Maha Satipatthana Sutta

I am back from Igatpuri after attending the 8 day Satipatthana. Well, it goes without saying that the course was brilliant. Again nothing new in terms of practice but the discourse is different. It explains teachings of the Buddha himself. Maha Satipatthana is the first discourse given by Gotama, the Buddha in a place called Kuru. He explains the path for getting free from the whole process of becoming( birth after birth). Of course the path is Vipassana or to put it simply its just a process of observing objectively. To observe objectively is to maintain equanimity because it is impossible to observe anything objectively without remaining equanimous. Again, don't believe me, find it experientially. Thats the beauty of this technique, you experientially discover the truth. If we can just sit doing nothing but observe what ever sensations are cropping up on the body, nature will start revealing the whole of existence to us. It is in this context, that the Upanishads talk about non-doing.

Satipatthana is a course only for old students, hence the people are much lesser and also quite serious about the course. Indeed, its much more intensive and fulfilling as compared to the normal 10 day courses probably because the seriousness of the others rubs on to you which in midst of new students tends to be lesser. An important change that I consciously incorporated in myself was straightening my posture. I had realized that my back used to bend automatically when sitting for longer hours. Hence, I made a conscious effort to keep a straight back during Adhithana period. Of course, it was quite painful the first 3 days but the wisdom of anichya saw me through it quite peacefully. I found that for almost more than 80% of the time, I am able to observe pain as just pain and not identify myself with it. But this is only during times of meditation. The Buddha says

Atapi Sampejano Satima

which means, that a diligent student will every moment be aware of the process of ariving and passing away. That sums it all. Also, I am strongly beginning to feel that meditation is not an act, but a quality. Right now, we meditate for a few hours and do it like an act. But if it remains an act then we will need to be performing this act every moment and hence wont be able to do anything else. But when it becomes a quality, one becomes meditative and does not need to do meditation. Only when we build this as a quality, we will be able to remain aware every moment and keep doing other thingys.

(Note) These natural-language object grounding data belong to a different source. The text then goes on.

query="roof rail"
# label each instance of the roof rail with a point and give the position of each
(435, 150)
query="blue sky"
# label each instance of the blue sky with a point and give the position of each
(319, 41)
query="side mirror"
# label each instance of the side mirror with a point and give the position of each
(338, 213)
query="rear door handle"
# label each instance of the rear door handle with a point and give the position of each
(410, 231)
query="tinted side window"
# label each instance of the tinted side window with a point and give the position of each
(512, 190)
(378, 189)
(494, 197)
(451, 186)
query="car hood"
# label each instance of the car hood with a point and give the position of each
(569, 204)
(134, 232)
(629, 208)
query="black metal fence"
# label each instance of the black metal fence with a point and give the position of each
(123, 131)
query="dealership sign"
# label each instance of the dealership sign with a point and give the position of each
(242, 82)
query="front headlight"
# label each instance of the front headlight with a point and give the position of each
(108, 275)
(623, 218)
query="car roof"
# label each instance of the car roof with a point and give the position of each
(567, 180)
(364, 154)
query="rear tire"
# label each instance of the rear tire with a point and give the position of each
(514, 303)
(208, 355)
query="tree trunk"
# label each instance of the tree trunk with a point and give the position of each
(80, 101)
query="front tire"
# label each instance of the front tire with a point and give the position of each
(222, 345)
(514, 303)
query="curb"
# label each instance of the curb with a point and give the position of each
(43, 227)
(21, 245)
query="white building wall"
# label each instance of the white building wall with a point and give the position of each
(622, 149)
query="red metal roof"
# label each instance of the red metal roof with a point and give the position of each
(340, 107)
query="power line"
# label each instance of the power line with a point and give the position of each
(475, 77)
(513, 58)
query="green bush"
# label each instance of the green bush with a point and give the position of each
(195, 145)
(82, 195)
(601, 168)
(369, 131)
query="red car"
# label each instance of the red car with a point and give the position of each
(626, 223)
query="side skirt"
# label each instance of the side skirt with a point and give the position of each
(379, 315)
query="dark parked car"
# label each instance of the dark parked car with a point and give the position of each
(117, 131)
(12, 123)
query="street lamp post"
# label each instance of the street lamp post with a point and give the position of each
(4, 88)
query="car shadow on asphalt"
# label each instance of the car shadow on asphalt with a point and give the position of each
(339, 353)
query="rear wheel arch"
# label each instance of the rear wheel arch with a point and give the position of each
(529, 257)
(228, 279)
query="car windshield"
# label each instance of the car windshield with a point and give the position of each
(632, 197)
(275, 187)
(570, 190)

I met a lot of interesting people whom luckily I have been able to keep in touch with. Kenny ( Ken Walpole ), Bunty ( Surendar Singh ), Sunil, Simon are some of the people I interacted with.

  • Kenny - Works for NGO Rids-Nepal. Provides electricity to remote villages in Nepal using solar panels. An excellent writer/poet doing very inspiring work.
  • Bunty - Owns a production company and deals in ad films. I feel he has read every book on philosophy, spirituality and religion ( a lot other areas too!). He can go on talking for hours continuously and still keep you amused.
  • Sunil - A film director. Is currently directing a film called Waiting Room. Has made a documentary on the life of Buddha. Wow, at least i know someone in the film industry.
  • Simon - Works on Intrusion Detection Systems. He is currently on a dream trip going from Igatpuri to Dharamsala to Bodhgaya and of course attending Vipassana courses as well.

Kenny, Bunty, Sunil and me met up at Bunty's office, watched the movie Johnny Gaddar ( as Kenny wanted to watch a Indian movie ), ate some tasty spicy misal pav, lots of chai and had a wonderful group meditation. Nothing better than meeting up with fellow Vipassi's with whom you have done a course with.